Apache Spark

PySpark array_remove(), size() and reverse()

In this article about PySpark we will demonstrate the array processing functions array_remove(), size() and reverse() to manipulate arrays.

In order to do these examples we first need to introduce the StructType(),StructField() and ArrayType() methods which are used to define the columns in the PySpark DataFrame. By using these methods, we can define the column names and the data types of the particular columns.

StructType()

This method is used to define the structure of the PySpark dataframe. It will accept a list of data types along with column names for the given dataframe. This is known as the schema of the dataframe. It stores a collection of fields

StructField()

This method is used inside the StructType() method of the PySpark dataframe. It will accept column names with the data type.

ArrayType()

This method is used to define the array structure of the PySpark dataframe. It will accept a list of data types. It stores a collection of fields. We can place datatypes inside ArrayType().

In this article, we have to create a dataframe with an array. Let’s create a dataframe with 2 columns. First column is Student_category which refers to the integer field to store student ids. The second column – Student_full_name is used to store string values in an array created using ArrayType().

#import the pyspark module
import pyspark

#import SparkSession for creating a session
from pyspark.sql import SparkSession

#and import struct types and other data types
from pyspark.sql.types import StructType,StructField,StringType,IntegerType,FloatType,ArrayType

from pyspark.sql.functions import array_contains
#create an app named linuxhint

spark_app = SparkSession.builder.appName(‘linuxhint’).getOrCreate()

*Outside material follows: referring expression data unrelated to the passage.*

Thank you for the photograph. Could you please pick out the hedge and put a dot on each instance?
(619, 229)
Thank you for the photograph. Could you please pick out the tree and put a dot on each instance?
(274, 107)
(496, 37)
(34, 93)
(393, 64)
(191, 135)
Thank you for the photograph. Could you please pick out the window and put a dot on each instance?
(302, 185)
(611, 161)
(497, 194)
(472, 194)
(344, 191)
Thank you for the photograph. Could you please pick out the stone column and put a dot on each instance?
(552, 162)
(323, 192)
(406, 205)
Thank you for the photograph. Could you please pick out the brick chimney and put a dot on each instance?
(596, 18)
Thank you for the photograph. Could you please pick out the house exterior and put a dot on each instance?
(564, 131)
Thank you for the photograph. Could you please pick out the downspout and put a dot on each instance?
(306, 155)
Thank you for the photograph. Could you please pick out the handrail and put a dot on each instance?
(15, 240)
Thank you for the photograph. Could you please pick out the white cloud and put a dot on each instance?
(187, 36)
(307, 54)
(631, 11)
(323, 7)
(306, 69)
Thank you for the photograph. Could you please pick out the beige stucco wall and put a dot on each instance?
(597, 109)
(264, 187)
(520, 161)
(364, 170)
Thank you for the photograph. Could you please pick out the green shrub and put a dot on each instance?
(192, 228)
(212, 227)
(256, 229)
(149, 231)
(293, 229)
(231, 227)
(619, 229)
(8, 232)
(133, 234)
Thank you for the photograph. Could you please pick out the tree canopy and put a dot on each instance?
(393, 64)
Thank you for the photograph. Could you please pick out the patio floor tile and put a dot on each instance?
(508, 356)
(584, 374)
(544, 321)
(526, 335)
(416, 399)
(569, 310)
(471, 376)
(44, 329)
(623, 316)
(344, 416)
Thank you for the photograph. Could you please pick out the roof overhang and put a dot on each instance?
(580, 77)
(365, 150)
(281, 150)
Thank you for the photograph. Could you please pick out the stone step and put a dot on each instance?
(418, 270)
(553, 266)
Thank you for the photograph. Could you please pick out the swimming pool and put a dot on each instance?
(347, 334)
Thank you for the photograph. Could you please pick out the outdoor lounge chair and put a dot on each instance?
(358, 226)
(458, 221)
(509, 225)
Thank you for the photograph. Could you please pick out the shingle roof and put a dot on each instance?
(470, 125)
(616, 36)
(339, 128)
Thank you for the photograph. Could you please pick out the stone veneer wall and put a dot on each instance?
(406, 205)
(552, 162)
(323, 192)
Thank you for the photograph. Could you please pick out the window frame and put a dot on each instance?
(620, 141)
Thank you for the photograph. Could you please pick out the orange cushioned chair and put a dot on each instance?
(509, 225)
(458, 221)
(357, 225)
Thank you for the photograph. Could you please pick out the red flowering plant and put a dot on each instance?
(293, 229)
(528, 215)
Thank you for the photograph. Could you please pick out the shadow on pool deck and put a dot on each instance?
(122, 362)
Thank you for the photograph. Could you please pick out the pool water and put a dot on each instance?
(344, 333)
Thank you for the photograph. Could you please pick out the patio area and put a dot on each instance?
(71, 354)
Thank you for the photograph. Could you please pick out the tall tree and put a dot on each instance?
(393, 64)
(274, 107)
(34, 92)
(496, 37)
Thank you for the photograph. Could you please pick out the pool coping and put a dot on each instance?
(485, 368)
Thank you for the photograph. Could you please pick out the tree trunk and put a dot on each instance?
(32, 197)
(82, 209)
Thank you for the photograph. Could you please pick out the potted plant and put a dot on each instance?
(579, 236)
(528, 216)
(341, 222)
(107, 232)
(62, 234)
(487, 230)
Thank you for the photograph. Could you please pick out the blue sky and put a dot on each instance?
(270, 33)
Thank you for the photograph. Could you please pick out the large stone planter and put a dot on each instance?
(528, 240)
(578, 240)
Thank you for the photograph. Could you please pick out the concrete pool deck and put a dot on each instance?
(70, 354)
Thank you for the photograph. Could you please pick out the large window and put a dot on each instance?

# consider an array with 5 elements
my_array_data = [(1, [‘A’]), (2, [‘B’,’L’,’B’]), (3, [‘K’,’A’,’K’]),(4, [‘K’]), (3, [‘B’,’P’])]

#define the StructType and StructFields
#for the above data
schema = StructType([StructField(“Student_category”, IntegerType()),StructField(“Student_full_name”, ArrayType(StringType()))])

#create the dataframe and add schema to the dataframe
df = spark_app.createDataFrame(my_array_data, schema=schema)

df.show()

Output:

array_remove()

array_remove() is used to remove a particular value in an array across all rows in an array type column. It takes two parameters.

Syntax:

array_remove(array_column,'value')

Parameters:

  1. array_column is the array column that has arrays with values
  2. value is present in the array to be removed from the array values.

array_remove() function is used with the select() method to do the action.

Example:

In this exemple, we will remove:

  1. ‘A’ from the Student_full_name column
  2. ‘P’ from the Student_full_name column
  3. ‘K’ from the Student_full_name column
#import the pyspark module
import pyspark

#import SparkSession for creating a session
from pyspark.sql import SparkSession

#and import struct types and other data types
from pyspark.sql.types import StructType,StructField,StringType,IntegerType,FloatType,ArrayType
from pyspark.sql.functions import array_contains

#create an app named linuxhint
spark_app = SparkSession.builder.appName('linuxhint').getOrCreate()

# consider an array with 5 elements
my_array_data = [(1, ['A']), (2, ['B','L','B']), (3, ['K','A','K']),(4, ['K']), (3, ['B','P'])]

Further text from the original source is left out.